What is the Java virtual machine stack?

Java Virtual Machine Stack (Java Virtual Machine Stack), also called Java stack in the early days. Each thread will create a virtual machine stack when it is created, which stores stack frames one by one, corresponding to Java method calls one after another, and is private to the thread.

life cycle

The life cycle is consistent with the thread

effect

Responsible for the running of Java programs, it saves local variables and partial results of methods, and participates in the calling and return of methods.

Features of the stack

The stack is a fast and efficient way to allocate storage, and its access speed is second only to the sequence counter.

The JVM has only two direct operations on the Java stack:

● The execution of each method is accompanied by pushing into the stack (push, push)
● The popping work after the execution is completed

There is no garbage collection problem for the stack (the stack may overflow)

Insert image description here

Interview question: What exceptions did you encounter during development?

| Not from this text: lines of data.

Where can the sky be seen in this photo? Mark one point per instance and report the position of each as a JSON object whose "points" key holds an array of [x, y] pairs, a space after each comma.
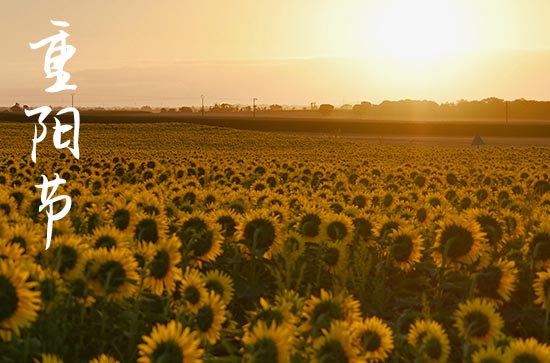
{"points": [[292, 52]]}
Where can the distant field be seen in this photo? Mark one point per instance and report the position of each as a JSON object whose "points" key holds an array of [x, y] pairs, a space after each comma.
{"points": [[332, 126]]}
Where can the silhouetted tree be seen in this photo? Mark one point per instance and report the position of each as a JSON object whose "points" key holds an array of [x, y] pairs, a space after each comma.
{"points": [[326, 109]]}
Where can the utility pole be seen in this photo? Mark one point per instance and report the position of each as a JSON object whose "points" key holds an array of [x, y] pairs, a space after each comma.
{"points": [[506, 111], [254, 107]]}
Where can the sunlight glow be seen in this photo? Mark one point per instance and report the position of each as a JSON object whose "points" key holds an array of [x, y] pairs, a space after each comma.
{"points": [[423, 29]]}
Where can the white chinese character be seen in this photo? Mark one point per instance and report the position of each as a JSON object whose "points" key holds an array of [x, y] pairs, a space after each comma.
{"points": [[47, 201], [57, 55], [59, 129]]}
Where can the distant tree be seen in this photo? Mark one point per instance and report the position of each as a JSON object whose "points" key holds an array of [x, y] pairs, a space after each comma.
{"points": [[16, 107], [185, 109], [326, 109]]}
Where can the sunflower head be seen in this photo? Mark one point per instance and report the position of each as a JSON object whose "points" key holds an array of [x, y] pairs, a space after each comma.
{"points": [[479, 321], [170, 343]]}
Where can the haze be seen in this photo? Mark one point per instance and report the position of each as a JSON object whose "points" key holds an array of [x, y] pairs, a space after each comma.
{"points": [[288, 52]]}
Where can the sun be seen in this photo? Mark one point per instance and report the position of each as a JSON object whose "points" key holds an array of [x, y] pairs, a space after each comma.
{"points": [[421, 29]]}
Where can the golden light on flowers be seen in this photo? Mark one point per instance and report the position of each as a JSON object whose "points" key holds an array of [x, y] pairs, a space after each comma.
{"points": [[278, 313], [497, 281], [48, 358], [67, 256], [479, 321], [113, 273], [162, 269], [10, 251], [489, 354], [220, 283], [121, 214], [149, 228], [309, 224], [209, 319], [458, 240], [19, 301], [406, 246], [375, 339], [259, 233], [526, 350], [193, 290], [170, 343], [336, 345], [200, 237], [539, 245], [320, 312], [267, 344], [103, 358], [26, 236], [430, 341], [337, 227], [333, 256], [541, 286], [108, 237]]}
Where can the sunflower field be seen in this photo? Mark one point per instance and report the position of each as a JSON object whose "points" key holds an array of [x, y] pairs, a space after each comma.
{"points": [[201, 244]]}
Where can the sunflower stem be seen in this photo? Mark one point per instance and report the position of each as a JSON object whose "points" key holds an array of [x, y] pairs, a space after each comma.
{"points": [[547, 317]]}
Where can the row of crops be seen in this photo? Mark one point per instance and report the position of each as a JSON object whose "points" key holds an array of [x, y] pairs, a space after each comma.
{"points": [[226, 246]]}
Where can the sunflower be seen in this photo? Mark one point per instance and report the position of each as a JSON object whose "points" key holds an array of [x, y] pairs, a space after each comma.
{"points": [[200, 238], [406, 247], [333, 256], [364, 226], [512, 224], [8, 205], [162, 270], [309, 224], [539, 245], [48, 358], [148, 203], [541, 285], [387, 225], [259, 233], [227, 219], [320, 312], [375, 338], [497, 281], [490, 225], [337, 228], [19, 300], [26, 236], [121, 214], [479, 321], [335, 345], [170, 343], [67, 256], [489, 354], [209, 319], [430, 340], [267, 344], [113, 273], [459, 241], [279, 314], [193, 290], [103, 358], [220, 283], [149, 228], [108, 237], [526, 350], [11, 251]]}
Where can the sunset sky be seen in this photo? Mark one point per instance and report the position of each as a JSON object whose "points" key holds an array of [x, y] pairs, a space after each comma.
{"points": [[168, 53]]}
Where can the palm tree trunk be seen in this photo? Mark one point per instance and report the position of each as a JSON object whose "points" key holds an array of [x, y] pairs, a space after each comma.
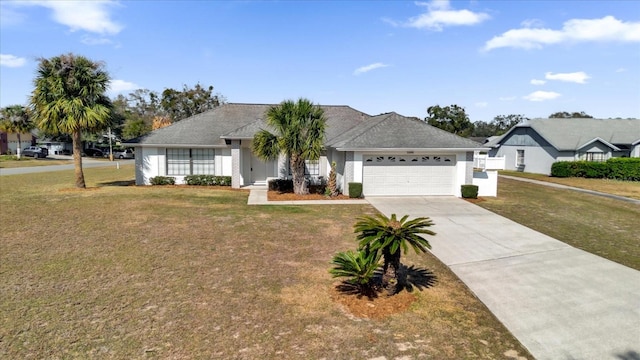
{"points": [[77, 159], [297, 170], [19, 149], [390, 281]]}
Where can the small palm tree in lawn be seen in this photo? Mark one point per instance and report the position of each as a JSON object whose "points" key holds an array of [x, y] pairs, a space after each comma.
{"points": [[16, 119], [69, 98], [359, 267], [299, 134], [391, 236]]}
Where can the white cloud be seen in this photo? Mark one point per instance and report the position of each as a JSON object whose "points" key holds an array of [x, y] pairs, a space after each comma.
{"points": [[605, 29], [90, 40], [541, 96], [532, 23], [364, 69], [9, 60], [440, 14], [579, 77], [120, 86], [92, 16]]}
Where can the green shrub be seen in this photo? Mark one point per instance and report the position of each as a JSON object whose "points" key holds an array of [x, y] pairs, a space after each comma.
{"points": [[163, 180], [355, 190], [614, 168], [624, 168], [561, 169], [208, 180], [281, 185], [470, 191]]}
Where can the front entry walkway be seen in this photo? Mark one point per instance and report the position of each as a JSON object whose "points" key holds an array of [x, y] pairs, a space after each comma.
{"points": [[559, 301]]}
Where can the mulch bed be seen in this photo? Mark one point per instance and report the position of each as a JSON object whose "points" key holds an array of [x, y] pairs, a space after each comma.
{"points": [[279, 196]]}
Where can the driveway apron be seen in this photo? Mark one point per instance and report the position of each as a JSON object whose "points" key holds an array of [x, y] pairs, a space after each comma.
{"points": [[559, 301]]}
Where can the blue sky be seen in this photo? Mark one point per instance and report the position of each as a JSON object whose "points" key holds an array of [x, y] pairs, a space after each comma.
{"points": [[491, 57]]}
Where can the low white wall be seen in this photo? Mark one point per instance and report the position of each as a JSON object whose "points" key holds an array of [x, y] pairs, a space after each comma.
{"points": [[487, 182]]}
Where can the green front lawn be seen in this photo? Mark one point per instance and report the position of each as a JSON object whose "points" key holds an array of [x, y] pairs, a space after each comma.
{"points": [[629, 189], [119, 271], [599, 225]]}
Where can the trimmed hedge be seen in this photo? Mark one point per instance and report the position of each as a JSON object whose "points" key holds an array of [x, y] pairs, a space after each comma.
{"points": [[163, 180], [355, 190], [469, 191], [614, 168], [281, 185], [207, 180]]}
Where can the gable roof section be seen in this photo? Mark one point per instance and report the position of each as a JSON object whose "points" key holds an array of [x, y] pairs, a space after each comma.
{"points": [[204, 129], [238, 121], [394, 131], [574, 133]]}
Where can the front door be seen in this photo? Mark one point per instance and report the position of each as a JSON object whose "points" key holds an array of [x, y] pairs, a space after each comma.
{"points": [[258, 170]]}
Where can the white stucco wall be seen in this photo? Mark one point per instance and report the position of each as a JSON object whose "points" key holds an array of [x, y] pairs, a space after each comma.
{"points": [[487, 182], [151, 162]]}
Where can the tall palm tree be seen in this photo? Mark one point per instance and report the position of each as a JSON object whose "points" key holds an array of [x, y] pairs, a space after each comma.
{"points": [[390, 235], [69, 97], [299, 134], [17, 120]]}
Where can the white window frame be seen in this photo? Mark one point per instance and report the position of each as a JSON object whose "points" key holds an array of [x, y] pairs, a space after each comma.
{"points": [[182, 161]]}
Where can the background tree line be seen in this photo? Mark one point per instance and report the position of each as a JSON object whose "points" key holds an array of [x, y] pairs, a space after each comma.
{"points": [[454, 119]]}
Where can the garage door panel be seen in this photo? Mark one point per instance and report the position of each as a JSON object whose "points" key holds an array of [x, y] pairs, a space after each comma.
{"points": [[415, 175]]}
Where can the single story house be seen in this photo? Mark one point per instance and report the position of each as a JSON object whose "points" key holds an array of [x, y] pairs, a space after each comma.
{"points": [[389, 154], [536, 144], [9, 142]]}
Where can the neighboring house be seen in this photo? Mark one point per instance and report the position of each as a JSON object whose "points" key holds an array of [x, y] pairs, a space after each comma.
{"points": [[389, 154], [536, 144], [56, 147], [9, 142]]}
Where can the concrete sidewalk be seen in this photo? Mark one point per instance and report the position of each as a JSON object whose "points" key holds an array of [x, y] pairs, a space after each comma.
{"points": [[560, 186], [559, 301]]}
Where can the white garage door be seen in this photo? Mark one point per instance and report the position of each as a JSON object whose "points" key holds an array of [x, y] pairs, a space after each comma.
{"points": [[408, 175]]}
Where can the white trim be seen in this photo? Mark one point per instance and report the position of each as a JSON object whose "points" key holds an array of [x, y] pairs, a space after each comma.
{"points": [[408, 150]]}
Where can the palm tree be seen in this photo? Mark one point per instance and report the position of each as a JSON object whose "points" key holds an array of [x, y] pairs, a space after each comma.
{"points": [[17, 120], [69, 97], [299, 134], [390, 235], [359, 267]]}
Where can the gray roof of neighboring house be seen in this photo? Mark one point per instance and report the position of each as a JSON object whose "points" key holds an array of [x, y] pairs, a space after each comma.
{"points": [[394, 131], [573, 133], [346, 128]]}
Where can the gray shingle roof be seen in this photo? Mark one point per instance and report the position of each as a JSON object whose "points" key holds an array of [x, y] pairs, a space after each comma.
{"points": [[346, 128], [573, 133], [239, 121], [394, 131]]}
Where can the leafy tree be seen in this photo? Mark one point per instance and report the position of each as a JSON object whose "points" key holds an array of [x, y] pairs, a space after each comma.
{"points": [[16, 119], [69, 97], [451, 118], [188, 102], [567, 115], [299, 134], [483, 129], [134, 128], [502, 123], [389, 236]]}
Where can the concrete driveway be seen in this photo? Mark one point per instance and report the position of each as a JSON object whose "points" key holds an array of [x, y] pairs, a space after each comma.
{"points": [[559, 301]]}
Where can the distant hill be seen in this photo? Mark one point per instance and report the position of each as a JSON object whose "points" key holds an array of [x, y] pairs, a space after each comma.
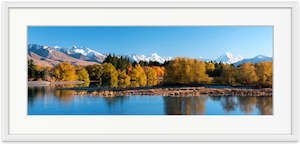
{"points": [[257, 59], [50, 56]]}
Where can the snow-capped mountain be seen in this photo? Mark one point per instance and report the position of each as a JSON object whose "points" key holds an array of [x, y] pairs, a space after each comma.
{"points": [[83, 53], [257, 59], [153, 57], [228, 58], [50, 56]]}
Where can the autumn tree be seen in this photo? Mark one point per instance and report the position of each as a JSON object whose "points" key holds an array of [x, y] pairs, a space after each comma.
{"points": [[151, 76], [124, 79], [138, 76], [65, 71], [210, 68], [264, 71], [82, 74], [228, 75], [31, 70], [246, 74], [95, 72], [110, 75]]}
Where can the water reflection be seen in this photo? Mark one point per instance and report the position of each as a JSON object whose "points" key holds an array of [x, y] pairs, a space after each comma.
{"points": [[49, 100]]}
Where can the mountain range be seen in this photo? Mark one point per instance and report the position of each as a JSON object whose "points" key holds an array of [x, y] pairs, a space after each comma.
{"points": [[50, 56]]}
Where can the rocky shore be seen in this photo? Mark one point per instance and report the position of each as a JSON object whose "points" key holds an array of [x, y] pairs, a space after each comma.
{"points": [[170, 91], [46, 83]]}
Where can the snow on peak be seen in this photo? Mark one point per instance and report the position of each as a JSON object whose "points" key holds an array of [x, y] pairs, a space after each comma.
{"points": [[153, 57], [228, 58]]}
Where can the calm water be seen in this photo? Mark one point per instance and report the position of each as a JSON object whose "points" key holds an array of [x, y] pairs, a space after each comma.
{"points": [[50, 101]]}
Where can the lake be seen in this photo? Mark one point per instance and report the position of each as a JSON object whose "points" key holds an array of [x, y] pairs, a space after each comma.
{"points": [[46, 100]]}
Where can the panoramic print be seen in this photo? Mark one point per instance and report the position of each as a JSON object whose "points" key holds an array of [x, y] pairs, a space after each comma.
{"points": [[150, 70]]}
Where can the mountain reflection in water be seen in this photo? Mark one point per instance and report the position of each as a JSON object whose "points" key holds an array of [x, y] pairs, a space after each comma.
{"points": [[51, 101]]}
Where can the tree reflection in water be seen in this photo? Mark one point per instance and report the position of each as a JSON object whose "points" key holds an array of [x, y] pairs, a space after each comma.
{"points": [[171, 105], [193, 105]]}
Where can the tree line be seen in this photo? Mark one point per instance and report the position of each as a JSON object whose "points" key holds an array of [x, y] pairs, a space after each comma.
{"points": [[119, 71]]}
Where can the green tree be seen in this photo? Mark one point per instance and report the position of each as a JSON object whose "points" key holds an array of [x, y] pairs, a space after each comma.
{"points": [[110, 75], [228, 75], [138, 76], [151, 76], [246, 75], [264, 71], [124, 79], [31, 70], [65, 71], [82, 74], [95, 72]]}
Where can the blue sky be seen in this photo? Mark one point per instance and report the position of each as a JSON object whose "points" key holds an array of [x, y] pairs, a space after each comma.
{"points": [[185, 41]]}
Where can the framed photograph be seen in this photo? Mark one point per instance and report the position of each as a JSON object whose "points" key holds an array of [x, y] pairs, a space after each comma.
{"points": [[169, 71]]}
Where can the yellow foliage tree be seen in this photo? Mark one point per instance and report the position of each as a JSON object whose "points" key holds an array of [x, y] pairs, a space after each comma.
{"points": [[210, 67], [247, 75], [138, 76], [228, 75], [110, 75], [82, 74], [65, 71], [124, 79], [264, 71], [151, 76]]}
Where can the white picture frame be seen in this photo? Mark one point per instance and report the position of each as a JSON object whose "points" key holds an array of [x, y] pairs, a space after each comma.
{"points": [[292, 136]]}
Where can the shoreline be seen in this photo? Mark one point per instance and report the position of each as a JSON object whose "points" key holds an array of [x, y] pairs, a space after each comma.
{"points": [[169, 91], [46, 83]]}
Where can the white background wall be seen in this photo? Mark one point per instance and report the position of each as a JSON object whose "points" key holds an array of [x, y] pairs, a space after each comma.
{"points": [[140, 142]]}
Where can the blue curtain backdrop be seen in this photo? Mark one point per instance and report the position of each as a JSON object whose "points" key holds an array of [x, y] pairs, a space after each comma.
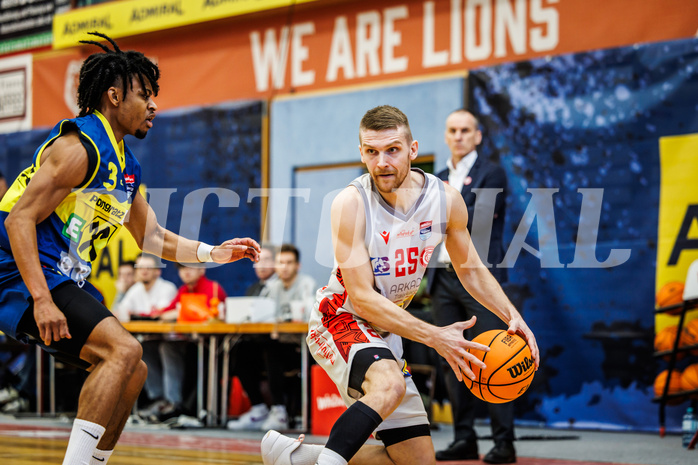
{"points": [[203, 148], [590, 120]]}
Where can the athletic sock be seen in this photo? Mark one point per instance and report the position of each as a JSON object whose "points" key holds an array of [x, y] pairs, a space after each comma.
{"points": [[352, 429], [329, 457], [82, 443], [306, 453], [100, 457]]}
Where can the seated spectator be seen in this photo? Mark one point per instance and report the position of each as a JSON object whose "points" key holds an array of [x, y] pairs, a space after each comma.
{"points": [[144, 300], [173, 361], [194, 282], [148, 295], [265, 269], [274, 356]]}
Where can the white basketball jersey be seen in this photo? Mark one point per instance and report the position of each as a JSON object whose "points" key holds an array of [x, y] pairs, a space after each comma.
{"points": [[400, 245]]}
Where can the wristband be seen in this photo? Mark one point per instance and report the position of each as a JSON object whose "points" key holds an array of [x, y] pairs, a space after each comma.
{"points": [[203, 252]]}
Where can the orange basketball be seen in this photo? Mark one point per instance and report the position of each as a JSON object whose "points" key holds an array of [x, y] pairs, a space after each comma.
{"points": [[670, 294], [510, 367], [674, 385], [664, 340], [689, 378]]}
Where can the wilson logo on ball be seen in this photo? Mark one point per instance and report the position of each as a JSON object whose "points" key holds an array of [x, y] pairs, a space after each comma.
{"points": [[510, 367], [520, 368]]}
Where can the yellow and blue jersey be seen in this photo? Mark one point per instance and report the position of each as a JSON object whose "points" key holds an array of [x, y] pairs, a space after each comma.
{"points": [[82, 224]]}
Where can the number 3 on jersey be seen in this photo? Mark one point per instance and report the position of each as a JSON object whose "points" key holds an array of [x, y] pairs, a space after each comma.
{"points": [[406, 261]]}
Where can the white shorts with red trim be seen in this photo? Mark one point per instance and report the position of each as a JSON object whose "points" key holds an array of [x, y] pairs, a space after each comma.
{"points": [[333, 342]]}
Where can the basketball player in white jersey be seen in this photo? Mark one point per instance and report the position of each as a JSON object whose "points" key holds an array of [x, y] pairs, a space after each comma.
{"points": [[385, 225]]}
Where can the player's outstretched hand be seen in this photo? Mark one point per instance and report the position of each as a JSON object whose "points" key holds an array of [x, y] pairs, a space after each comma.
{"points": [[518, 326], [51, 322], [452, 346], [235, 249]]}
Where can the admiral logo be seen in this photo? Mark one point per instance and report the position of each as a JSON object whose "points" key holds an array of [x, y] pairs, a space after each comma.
{"points": [[426, 256], [425, 230], [381, 266], [324, 349], [406, 233], [143, 14], [91, 24], [520, 368]]}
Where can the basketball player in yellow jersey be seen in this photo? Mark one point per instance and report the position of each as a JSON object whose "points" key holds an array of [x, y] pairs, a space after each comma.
{"points": [[384, 227], [84, 188]]}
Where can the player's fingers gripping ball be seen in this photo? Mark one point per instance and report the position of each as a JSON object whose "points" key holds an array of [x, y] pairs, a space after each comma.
{"points": [[510, 367]]}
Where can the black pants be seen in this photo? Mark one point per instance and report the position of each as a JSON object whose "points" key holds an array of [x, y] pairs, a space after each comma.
{"points": [[452, 303]]}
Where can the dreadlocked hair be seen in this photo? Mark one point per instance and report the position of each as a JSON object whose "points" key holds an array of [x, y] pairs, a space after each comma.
{"points": [[100, 71]]}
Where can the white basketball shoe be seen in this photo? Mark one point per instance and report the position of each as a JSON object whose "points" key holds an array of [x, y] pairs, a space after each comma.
{"points": [[277, 450]]}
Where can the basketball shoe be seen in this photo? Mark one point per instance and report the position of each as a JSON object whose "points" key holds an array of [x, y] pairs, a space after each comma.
{"points": [[278, 449], [252, 420], [277, 419]]}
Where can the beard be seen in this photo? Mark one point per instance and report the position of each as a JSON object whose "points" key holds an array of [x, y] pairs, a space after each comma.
{"points": [[388, 187]]}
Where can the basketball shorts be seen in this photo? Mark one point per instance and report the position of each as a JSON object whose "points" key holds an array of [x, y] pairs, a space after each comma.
{"points": [[335, 349], [83, 313]]}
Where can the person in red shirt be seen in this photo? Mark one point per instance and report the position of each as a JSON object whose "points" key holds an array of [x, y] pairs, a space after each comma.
{"points": [[174, 362], [195, 282]]}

Possible Exceptions in the Stack
The Java Virtual Machine specification allows the size of the Java stack to be dynamic or fixed.
If a fixed-size Java virtual machine stack is used, the Java virtual machine stack capacity of each thread can be selected independently when the thread is created. If the stack capacity requested by the thread exceeds the maximum capacity allowed by the Java virtual machine stack, the Java virtual machine will throw a StackOverflowError exception.
If the Java virtual machine stack can be dynamically expanded and cannot apply for enough memory when trying to expand, or there is not enough memory to create the corresponding virtual machine stack when creating a new thread, the Java virtual machine will throw a OutOfMemoryError exception.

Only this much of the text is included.